A series of spectacular murders by Islamic militants in Algeria in recent weeks and growing attacks on vital targets in the capital are stirring concern that a showdown may be shaping up in the North African country.
Newspapers in France and Britain reported Tuesday that a senior intelligence officer in the Algerian army was shot to death along with two bodyguards and his driver Sunday in an Algiers suburb. There was no official confirmation of the killings, but the army man would be the highest-ranking officer to have been killed by militants in Algeria since a military-backed coup set off an Islamic revolt three years ago.
Islamic militants also have taken responsibility for blowing up three vital bridges in and around Algiers and killing at least 11 well-known figures in the arts and civil affairs in the last week.
Among them were the director of the national theater, a composer of Arab music and a leader of the feminist movement.

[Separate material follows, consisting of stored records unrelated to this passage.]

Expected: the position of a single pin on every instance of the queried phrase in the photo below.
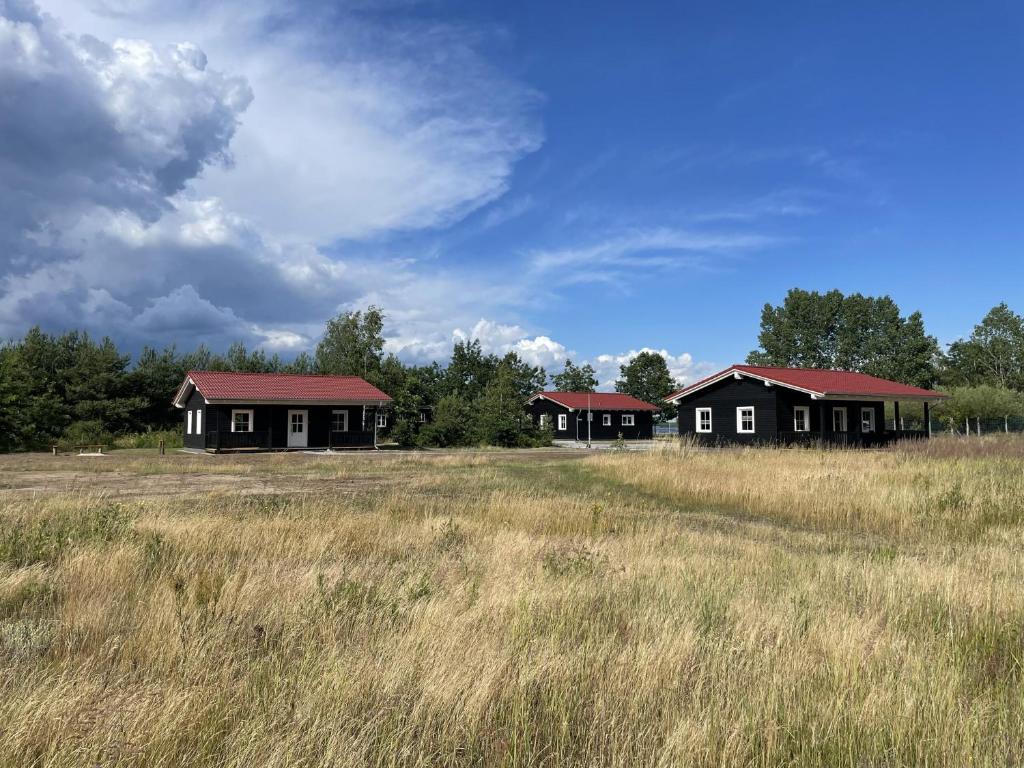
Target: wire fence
(968, 427)
(972, 426)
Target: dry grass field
(680, 607)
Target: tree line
(72, 388)
(983, 373)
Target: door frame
(867, 410)
(292, 442)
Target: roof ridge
(275, 373)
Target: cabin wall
(773, 411)
(723, 398)
(821, 413)
(642, 429)
(273, 419)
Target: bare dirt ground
(144, 473)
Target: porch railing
(354, 438)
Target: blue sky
(556, 178)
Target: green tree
(155, 379)
(451, 426)
(992, 354)
(983, 401)
(500, 415)
(352, 345)
(576, 379)
(851, 333)
(469, 371)
(646, 377)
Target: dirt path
(144, 474)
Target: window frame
(252, 419)
(867, 410)
(739, 420)
(846, 419)
(697, 413)
(334, 419)
(806, 411)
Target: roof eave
(297, 401)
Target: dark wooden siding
(773, 407)
(821, 413)
(270, 423)
(723, 398)
(642, 429)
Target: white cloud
(86, 124)
(366, 121)
(683, 369)
(502, 339)
(134, 201)
(640, 250)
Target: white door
(298, 423)
(867, 420)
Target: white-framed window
(242, 421)
(744, 419)
(867, 420)
(802, 419)
(704, 419)
(339, 421)
(839, 419)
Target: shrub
(45, 540)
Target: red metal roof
(822, 382)
(222, 385)
(597, 400)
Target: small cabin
(224, 411)
(785, 406)
(593, 416)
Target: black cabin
(609, 416)
(223, 411)
(785, 406)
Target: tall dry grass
(766, 607)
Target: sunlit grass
(748, 607)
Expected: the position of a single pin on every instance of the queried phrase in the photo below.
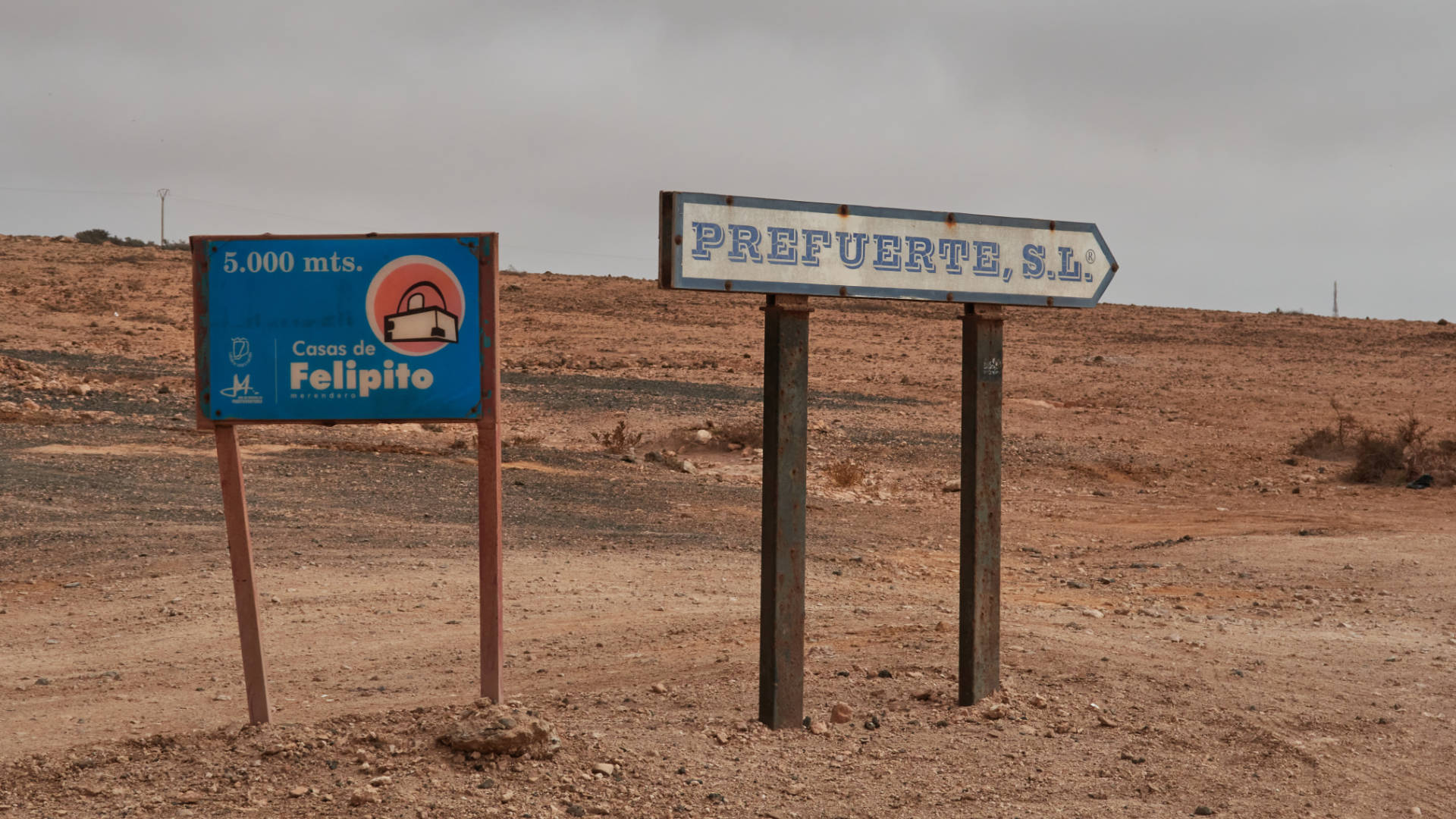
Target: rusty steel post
(785, 439)
(981, 502)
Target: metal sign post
(348, 330)
(979, 668)
(785, 438)
(794, 249)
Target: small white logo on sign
(242, 391)
(242, 353)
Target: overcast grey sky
(1237, 155)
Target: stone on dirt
(501, 730)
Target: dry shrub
(845, 474)
(1402, 455)
(620, 439)
(1334, 442)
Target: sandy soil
(1260, 637)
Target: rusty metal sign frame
(962, 287)
(785, 445)
(488, 465)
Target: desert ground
(1194, 618)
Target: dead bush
(845, 474)
(620, 441)
(1335, 442)
(1402, 455)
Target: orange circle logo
(416, 305)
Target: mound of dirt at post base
(395, 760)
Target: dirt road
(1260, 637)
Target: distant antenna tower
(162, 194)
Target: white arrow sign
(748, 245)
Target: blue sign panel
(343, 328)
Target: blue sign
(343, 328)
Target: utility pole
(162, 194)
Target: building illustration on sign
(422, 316)
(242, 353)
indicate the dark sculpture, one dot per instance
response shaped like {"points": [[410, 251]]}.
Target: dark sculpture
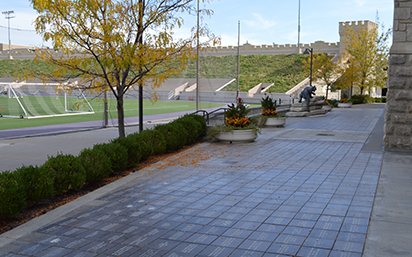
{"points": [[306, 94]]}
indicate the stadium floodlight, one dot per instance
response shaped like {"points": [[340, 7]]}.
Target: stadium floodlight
{"points": [[8, 16]]}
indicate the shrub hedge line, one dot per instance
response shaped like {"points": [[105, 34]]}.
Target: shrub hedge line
{"points": [[29, 184]]}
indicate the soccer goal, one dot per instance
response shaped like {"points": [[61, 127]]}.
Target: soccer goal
{"points": [[37, 100]]}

So far, the oil industry, crucial to the country’s flagging economy, has been spared. But diplomats and experts on Algerian affairs say the security situation seems to be spinning out of control, raising the prospect of all-out guerrilla war.

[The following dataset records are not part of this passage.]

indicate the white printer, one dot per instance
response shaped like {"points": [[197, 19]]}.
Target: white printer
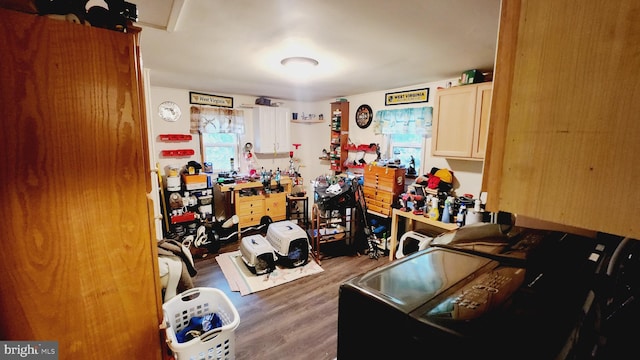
{"points": [[290, 243], [412, 241], [258, 254]]}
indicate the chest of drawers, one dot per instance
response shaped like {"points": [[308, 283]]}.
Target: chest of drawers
{"points": [[382, 185]]}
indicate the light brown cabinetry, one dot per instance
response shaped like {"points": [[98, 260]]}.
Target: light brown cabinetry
{"points": [[339, 135], [382, 185], [79, 258], [251, 209], [252, 202], [564, 120], [460, 121]]}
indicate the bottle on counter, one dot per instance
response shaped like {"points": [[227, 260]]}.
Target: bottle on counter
{"points": [[446, 212], [461, 214], [434, 212]]}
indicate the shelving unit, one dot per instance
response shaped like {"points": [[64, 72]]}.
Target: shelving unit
{"points": [[339, 135]]}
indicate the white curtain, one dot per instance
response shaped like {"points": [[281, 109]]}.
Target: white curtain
{"points": [[211, 119], [404, 121]]}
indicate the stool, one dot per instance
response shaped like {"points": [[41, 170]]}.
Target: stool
{"points": [[297, 212]]}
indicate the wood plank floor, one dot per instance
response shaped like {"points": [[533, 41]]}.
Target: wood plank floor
{"points": [[297, 320]]}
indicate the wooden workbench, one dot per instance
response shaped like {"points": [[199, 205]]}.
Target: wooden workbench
{"points": [[250, 209], [412, 218]]}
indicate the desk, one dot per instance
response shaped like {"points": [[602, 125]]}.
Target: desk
{"points": [[411, 217]]}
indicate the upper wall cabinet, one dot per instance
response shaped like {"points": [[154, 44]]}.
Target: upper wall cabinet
{"points": [[271, 129], [461, 121], [564, 120]]}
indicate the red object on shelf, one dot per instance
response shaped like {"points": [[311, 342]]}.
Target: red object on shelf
{"points": [[175, 137], [188, 216], [178, 152]]}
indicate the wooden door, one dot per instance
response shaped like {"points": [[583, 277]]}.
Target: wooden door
{"points": [[481, 124], [79, 263], [564, 119]]}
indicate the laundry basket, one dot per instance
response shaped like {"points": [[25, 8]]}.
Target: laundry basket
{"points": [[218, 343]]}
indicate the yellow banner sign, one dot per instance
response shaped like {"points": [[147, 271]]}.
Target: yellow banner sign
{"points": [[213, 100], [407, 97]]}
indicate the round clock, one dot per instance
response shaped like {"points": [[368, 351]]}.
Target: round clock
{"points": [[169, 111], [364, 115]]}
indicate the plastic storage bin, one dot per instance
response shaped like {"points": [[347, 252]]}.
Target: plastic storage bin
{"points": [[218, 343]]}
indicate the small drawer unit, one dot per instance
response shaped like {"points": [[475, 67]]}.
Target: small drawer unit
{"points": [[382, 186], [250, 209]]}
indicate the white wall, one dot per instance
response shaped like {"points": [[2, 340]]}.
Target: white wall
{"points": [[313, 137]]}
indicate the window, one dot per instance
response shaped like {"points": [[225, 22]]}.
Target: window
{"points": [[403, 146], [219, 149]]}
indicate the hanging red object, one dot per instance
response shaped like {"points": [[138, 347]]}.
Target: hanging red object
{"points": [[175, 137], [177, 153]]}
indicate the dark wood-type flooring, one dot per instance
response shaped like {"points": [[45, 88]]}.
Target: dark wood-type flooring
{"points": [[297, 320]]}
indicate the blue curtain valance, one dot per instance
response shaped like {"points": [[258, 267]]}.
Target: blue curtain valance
{"points": [[210, 119], [404, 121]]}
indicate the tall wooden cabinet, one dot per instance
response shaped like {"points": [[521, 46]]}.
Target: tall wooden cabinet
{"points": [[338, 151], [564, 120], [461, 121], [79, 259]]}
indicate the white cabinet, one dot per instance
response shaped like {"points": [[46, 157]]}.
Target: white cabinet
{"points": [[460, 121], [271, 130]]}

European governments - particularly in France, which, as Algeria’s former colonial ruler, has a large population of North Africans - are expressing nervousness and confusion over the rapid deterioration in security.

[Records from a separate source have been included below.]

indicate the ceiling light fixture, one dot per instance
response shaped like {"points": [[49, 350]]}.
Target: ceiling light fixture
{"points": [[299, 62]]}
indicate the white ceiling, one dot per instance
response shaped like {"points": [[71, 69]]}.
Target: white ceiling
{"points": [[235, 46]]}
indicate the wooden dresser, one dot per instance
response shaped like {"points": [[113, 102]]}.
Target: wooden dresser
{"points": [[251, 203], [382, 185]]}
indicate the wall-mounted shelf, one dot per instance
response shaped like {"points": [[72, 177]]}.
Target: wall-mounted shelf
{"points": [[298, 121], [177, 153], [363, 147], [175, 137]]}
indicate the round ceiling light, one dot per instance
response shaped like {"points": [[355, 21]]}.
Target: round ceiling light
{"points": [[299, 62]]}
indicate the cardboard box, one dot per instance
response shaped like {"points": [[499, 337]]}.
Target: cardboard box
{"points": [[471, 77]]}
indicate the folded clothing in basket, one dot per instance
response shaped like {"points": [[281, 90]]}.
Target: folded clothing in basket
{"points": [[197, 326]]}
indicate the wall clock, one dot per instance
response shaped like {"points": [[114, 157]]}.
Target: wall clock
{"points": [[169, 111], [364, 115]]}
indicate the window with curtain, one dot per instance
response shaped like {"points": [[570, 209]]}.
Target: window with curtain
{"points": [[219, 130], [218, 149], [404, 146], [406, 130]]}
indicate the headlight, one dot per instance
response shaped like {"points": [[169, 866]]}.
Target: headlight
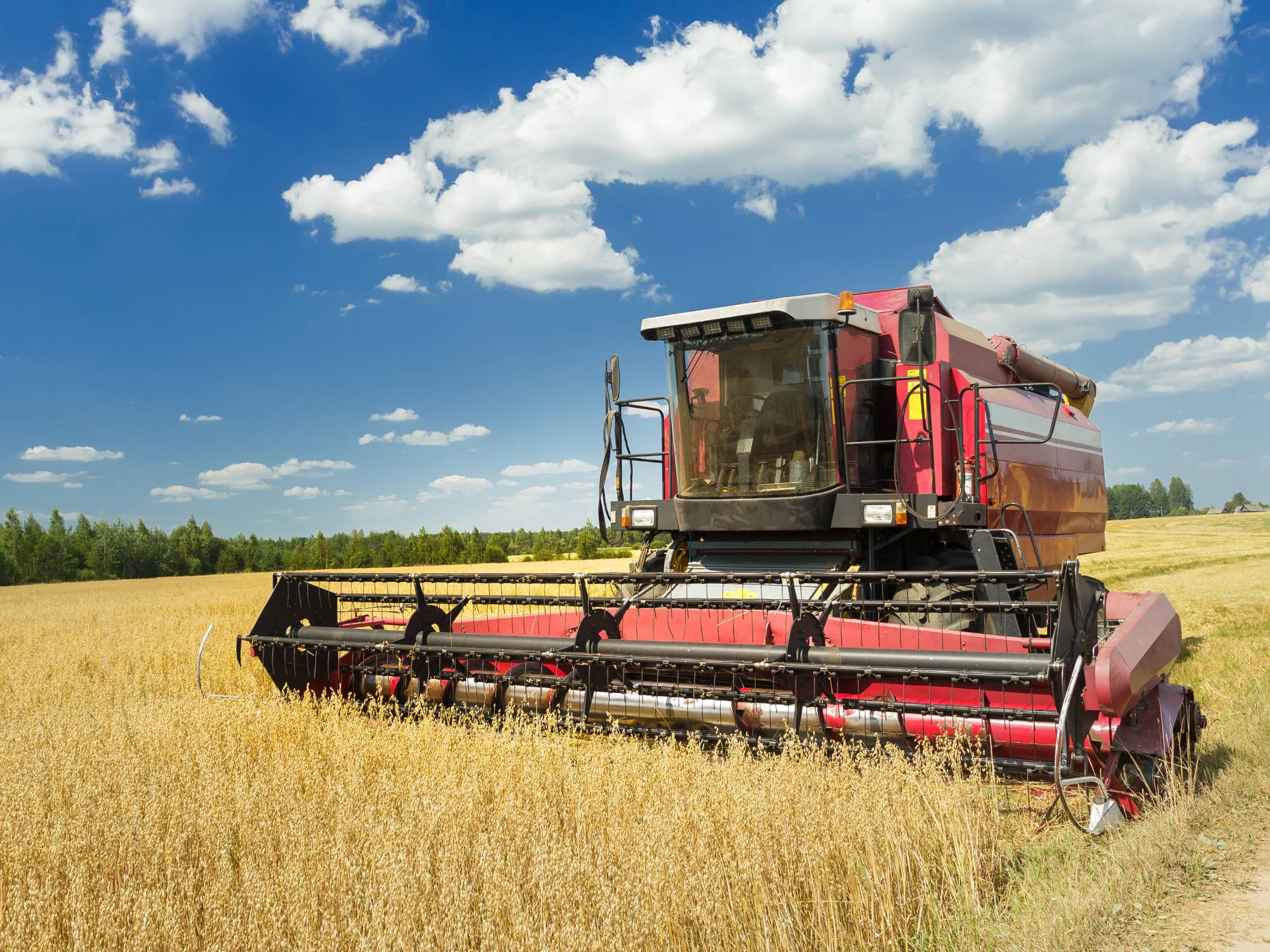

French President Francois Mitterrand urged the Algerian government this month to lay down its arms and negotiate with the help of European mediators, but the Algerian leadership rebuffed that notion as outside interference in its internal affairs.
Diplomats say ouster of Algeria’s military-dominated government could destabilize neighboring Morocco and Tunisia, leaving Europe to face a phalanx of Islamic states just across the Mediterranean modeled politically after Iran.